Now we define the database used by our JpaDatabaseTaskStore:

# Database Configuration (PostgreSQL)
quarkus.datasource.db-kind=postgresql
quarkus.datasource.jdbc.url=${DATABASE_URL:jdbc:postgresql://localhost:5432/a2a} (1)
quarkus.datasource.username=${DATABASE_USER:a2a}
quarkus.datasource.password=${DATABASE_PASSWORD:a2a}
quarkus.datasource.jdbc.max-size=16
1 The DATABASE_URL, DATABASE_USER and DATABASE_PASSWORD environment variables used are defined in 04-agent-configmap.yaml and exposed to the application via 05-agent-deployment.yaml.

Next we have the configuration of the a2a-java JPA persistence unit, which is used by JpaDatabaseTaskStore and JpaPushNotificationConfigStore.

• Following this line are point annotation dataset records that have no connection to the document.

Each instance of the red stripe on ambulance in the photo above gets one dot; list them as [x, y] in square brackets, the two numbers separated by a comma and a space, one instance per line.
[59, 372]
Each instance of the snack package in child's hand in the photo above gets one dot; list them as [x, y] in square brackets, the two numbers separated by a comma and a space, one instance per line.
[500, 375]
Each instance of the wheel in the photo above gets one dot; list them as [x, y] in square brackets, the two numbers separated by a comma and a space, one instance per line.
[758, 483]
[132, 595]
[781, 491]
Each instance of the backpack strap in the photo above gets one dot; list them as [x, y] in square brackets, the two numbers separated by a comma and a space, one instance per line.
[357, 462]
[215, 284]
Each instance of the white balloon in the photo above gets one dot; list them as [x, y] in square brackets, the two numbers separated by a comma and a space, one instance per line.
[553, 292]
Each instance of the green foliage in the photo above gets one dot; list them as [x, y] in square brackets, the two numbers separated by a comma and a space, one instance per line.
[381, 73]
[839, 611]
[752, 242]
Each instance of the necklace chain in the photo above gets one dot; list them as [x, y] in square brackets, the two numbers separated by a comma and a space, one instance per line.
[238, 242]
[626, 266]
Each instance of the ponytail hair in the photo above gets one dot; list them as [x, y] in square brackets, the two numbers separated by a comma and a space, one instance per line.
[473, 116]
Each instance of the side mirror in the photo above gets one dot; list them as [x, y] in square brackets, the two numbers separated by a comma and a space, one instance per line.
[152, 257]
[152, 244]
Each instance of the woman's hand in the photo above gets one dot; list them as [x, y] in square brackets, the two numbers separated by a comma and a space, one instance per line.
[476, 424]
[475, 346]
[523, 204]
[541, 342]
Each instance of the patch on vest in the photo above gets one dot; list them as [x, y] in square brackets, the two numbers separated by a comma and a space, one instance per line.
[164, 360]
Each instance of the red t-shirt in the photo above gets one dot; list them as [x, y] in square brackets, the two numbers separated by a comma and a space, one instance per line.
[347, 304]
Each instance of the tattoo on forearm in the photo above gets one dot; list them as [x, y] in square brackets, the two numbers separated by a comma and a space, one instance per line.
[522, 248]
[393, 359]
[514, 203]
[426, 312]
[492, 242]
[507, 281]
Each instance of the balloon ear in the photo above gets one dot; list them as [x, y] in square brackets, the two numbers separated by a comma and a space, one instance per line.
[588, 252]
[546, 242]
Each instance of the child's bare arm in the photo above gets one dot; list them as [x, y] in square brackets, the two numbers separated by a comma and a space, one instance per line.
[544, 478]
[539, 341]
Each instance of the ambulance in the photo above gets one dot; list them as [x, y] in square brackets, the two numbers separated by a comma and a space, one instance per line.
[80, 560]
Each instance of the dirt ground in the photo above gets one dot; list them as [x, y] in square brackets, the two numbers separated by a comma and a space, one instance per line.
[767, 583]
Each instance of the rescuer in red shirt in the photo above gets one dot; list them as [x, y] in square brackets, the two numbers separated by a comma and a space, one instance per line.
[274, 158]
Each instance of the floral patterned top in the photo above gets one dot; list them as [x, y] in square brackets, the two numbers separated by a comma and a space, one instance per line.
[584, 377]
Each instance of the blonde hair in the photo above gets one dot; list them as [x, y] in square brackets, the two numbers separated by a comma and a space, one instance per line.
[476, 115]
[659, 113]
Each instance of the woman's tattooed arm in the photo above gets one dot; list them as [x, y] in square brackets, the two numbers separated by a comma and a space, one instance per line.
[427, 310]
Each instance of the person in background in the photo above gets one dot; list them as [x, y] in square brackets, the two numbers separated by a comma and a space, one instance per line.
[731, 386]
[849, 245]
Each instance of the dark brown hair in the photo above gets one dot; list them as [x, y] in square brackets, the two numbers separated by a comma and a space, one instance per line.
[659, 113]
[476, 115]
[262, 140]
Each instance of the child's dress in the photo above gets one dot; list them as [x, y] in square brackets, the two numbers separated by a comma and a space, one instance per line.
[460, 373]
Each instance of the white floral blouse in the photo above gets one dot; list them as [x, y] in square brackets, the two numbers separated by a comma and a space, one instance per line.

# Hibernate ORM - Configure persistence unit "a2a-java"
quarkus.hibernate-orm."a2a-java".datasource=<default>
quarkus.hibernate-orm."a2a-java".database.generation=update
quarkus.hibernate-orm."a2a-java".log.sql=false
quarkus.hibernate-orm."a2a-java".packages=io.a2a.extras.taskstore.database.jpa,io.a2a.extras.pushnotificationconfigstore.database.jpa

Finally, we have the MicroProfile Reactive Messaging configuration, which maps our channels to Kafka. For more information about how MicroProfile Reactive Messaging works in Quarkus, see this guide.

Under the hood, the ReactiveMessagingReplicationStrategy uses MicroProfile Reactive Messaging. It uses an Emitter writing to a channel called replicated-events-out, and has an @Incoming annotated method receiving events from a channel called replicated-events-in.

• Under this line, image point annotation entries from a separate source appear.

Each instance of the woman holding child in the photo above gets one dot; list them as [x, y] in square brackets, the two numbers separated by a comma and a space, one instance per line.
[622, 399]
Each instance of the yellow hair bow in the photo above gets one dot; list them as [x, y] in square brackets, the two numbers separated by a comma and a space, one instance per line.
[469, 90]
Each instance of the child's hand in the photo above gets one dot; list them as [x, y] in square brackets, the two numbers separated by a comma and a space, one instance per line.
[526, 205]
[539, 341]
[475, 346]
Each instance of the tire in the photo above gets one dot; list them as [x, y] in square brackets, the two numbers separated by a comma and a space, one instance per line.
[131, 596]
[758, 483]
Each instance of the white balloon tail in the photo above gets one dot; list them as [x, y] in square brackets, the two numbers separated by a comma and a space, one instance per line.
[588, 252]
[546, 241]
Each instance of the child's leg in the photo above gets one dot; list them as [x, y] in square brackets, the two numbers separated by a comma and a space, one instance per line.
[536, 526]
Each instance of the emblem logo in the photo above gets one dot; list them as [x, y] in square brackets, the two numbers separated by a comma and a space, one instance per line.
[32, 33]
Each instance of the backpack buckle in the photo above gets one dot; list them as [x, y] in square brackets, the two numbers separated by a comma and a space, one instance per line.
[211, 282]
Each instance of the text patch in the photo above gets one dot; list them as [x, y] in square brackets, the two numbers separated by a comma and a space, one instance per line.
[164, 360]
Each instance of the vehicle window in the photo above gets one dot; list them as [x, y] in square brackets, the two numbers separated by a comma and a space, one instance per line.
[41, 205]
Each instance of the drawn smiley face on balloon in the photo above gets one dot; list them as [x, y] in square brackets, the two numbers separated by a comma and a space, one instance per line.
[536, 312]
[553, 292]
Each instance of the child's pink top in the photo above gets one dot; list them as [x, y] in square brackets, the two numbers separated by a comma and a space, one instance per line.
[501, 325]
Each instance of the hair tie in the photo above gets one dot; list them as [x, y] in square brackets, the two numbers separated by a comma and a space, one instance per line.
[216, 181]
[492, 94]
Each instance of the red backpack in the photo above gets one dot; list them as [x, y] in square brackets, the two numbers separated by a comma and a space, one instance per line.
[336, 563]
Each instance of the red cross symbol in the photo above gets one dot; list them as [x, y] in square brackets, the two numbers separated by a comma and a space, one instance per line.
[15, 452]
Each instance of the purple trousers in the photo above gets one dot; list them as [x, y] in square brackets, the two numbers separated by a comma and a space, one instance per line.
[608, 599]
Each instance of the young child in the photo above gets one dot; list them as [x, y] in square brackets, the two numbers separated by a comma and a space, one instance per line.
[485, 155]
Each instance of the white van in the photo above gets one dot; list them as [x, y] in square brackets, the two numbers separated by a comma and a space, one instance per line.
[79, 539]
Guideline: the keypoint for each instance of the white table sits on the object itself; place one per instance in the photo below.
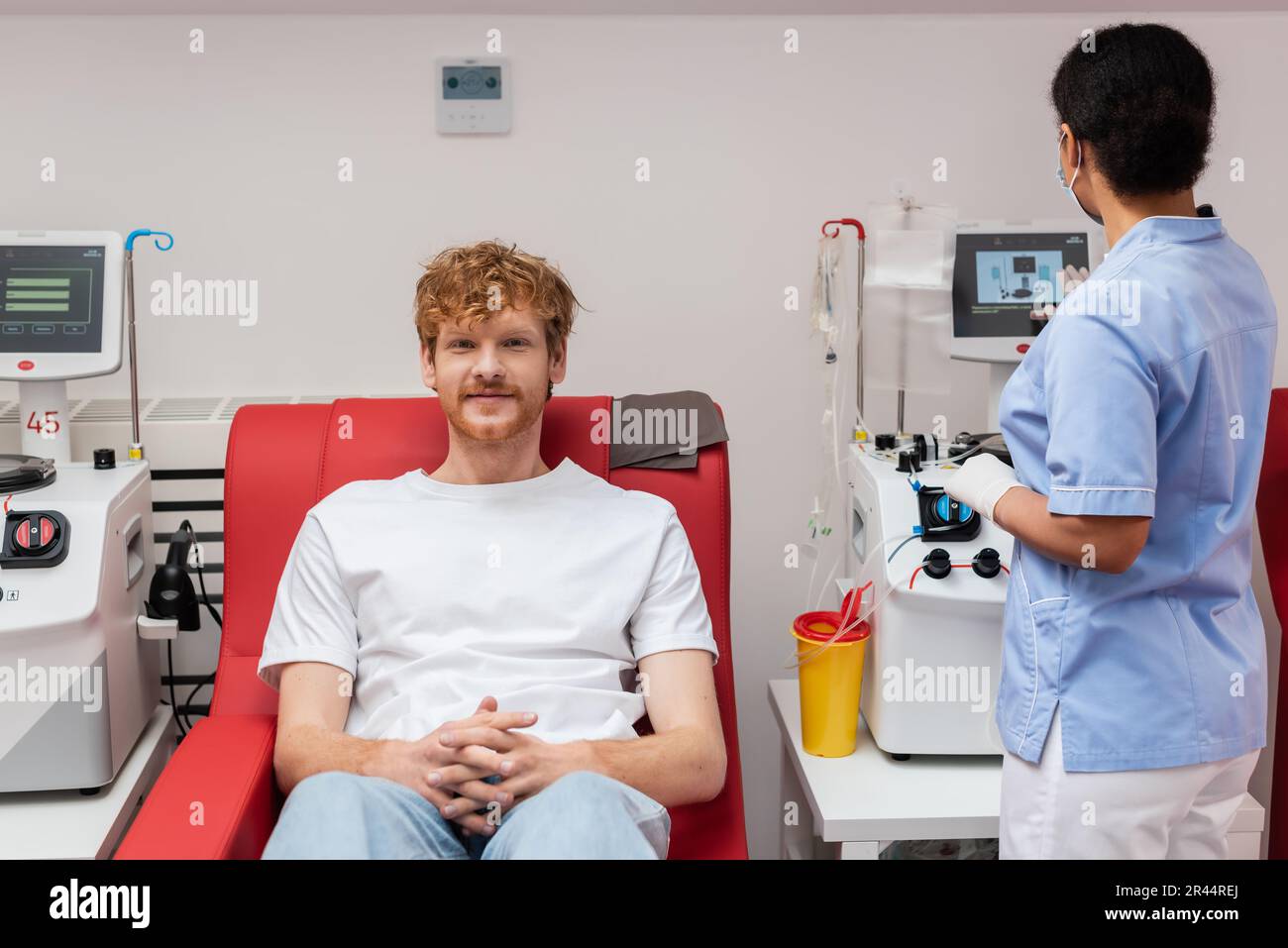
(853, 807)
(64, 824)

# Kafka Configuration for Event Replication
kafka.bootstrap.servers=${KAFKA_BOOTSTRAP_SERVERS:localhost:9092} (1)

# MicroProfile Reactive Messaging - Outgoing (Publish to Kafka)
mp.messaging.outgoing.replicated-events-out.connector=smallrye-kafka (2)
mp.messaging.outgoing.replicated-events-out.topic=a2a-replicated-events
mp.messaging.outgoing.replicated-events-out.value.serializer=org.apache.kafka.common.serialization.StringSerializer

# MicroProfile Reactive Messaging - Incoming (Subscribe from Kafka)
mp.messaging.incoming.replicated-events-in.connector=smallrye-kafka (2)
mp.messaging.incoming.replicated-events-in.topic=a2a-replicated-events
# Each pod needs a unique consumer group to receive ALL events (broadcast behavior)
# Using POD_NAME from Kubernetes Downward API ensures each instance gets its own group
mp.messaging.incoming.replicated-events-in.group.id=a2a-cloud-${POD_NAME:local} (3)
mp.messaging.incoming.replicated-events-in.value.deserializer=org.apache.kafka.common.serialization.StringDeserializer
mp.messaging.incoming.replicated-events-in.auto.offset.reset=earliest
1 KAFKA_BOOTSTRAP_SERVERS is defined in 04-agent-configmap.yaml and exposed to the application via 05-agent-deployment.yaml.
2 Both the replicated-events-out and replicated-events-in channels use the Kafka connector, send/receive on the same Kafka topic, and (de)serialize String.
3 POD_NAME is exposed to the application in 05-agent-deployment.yaml, which obtains it from the Kubernetes metadata. This has the effect of setting a unique groupId, so that all pods in the cluster receive the replicated events.

まとめ

The simple in-memory of the components shown are great for getting up and running fast. However, to work in an enterprise, distributed, or cloud environment we need to replace these components to use shared state, in order to survive server reboots and have replication between A2A Agent instances.